Сидеть было жестко. Спать вдвоем в подвесной койке решительно неудобно, а притащить в каюту двуспальную кровать — это все же как-то чересчур; так что спали они пока прямо на полу, на трофейной испанской перине — что было, возможно, и к лучшему, ибо нечему было подозрительно скрипеть по ночам, вызывая ухмылки у матросов. Которые, разумеется, и так прекрасно знали, что к чему, — но все же, знаете, как-то лучше без скрипа.
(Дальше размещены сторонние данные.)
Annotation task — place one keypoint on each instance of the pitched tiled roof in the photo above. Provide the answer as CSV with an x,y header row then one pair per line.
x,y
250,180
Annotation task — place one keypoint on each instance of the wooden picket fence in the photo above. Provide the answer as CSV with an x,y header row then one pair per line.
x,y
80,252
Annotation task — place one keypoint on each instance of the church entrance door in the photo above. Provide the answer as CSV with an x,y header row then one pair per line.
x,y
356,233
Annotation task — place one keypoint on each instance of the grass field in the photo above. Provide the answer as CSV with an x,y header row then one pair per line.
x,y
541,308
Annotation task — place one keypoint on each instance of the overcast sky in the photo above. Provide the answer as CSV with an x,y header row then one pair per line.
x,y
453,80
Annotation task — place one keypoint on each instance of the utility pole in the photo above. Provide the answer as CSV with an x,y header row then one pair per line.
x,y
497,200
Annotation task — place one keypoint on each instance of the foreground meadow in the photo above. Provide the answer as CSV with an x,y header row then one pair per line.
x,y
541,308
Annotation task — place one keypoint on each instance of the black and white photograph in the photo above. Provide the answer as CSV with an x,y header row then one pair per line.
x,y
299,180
Лунные блики от волн струились по потолку, Воробей безмятежно дрых, раскинув руки; торчало, голубовато поблескивая, голое колено… Впрочем, он быстро почуял, что в окружающем мире что-то изменилось, и изменения эти ему не понравились — недовольно сдвинулись брови; Воробей заворочался, придвигаясь ближе, и успокоился, лишь закинув ногу на колени любовника. Сперва Джеймса раздражала эта непонятно откуда взявшаяся у пирата потребность спать непременно в обнимку — жарко, тесно, неудобно; потом он привык, как привык к постоянным прикосновениям легких ладоней. Только представить, что всего этого можно лишиться навсегда… Норрингтона передернуло. Кажется, даже озноб продрал по позвоночнику; куда лучше думать о том, что все живы-здоровы и относительно молоды, у Анамарии две ноги, о борделях и их обитательницах она отзывается исключительно в непечатных выражениях, а «Черная жемчужина» пока вполне себе держится на плаву…
И лишь долгое время спустя, когда он уже лежал, глядя на яркую дольку луны в окне, рука Воробья лежала у него поперек груди, и дышал тот, уткнувшись носом куда-то ему в плечо, — лишь тут ему пришло в голову, что он уже никогда не станет адмиралом.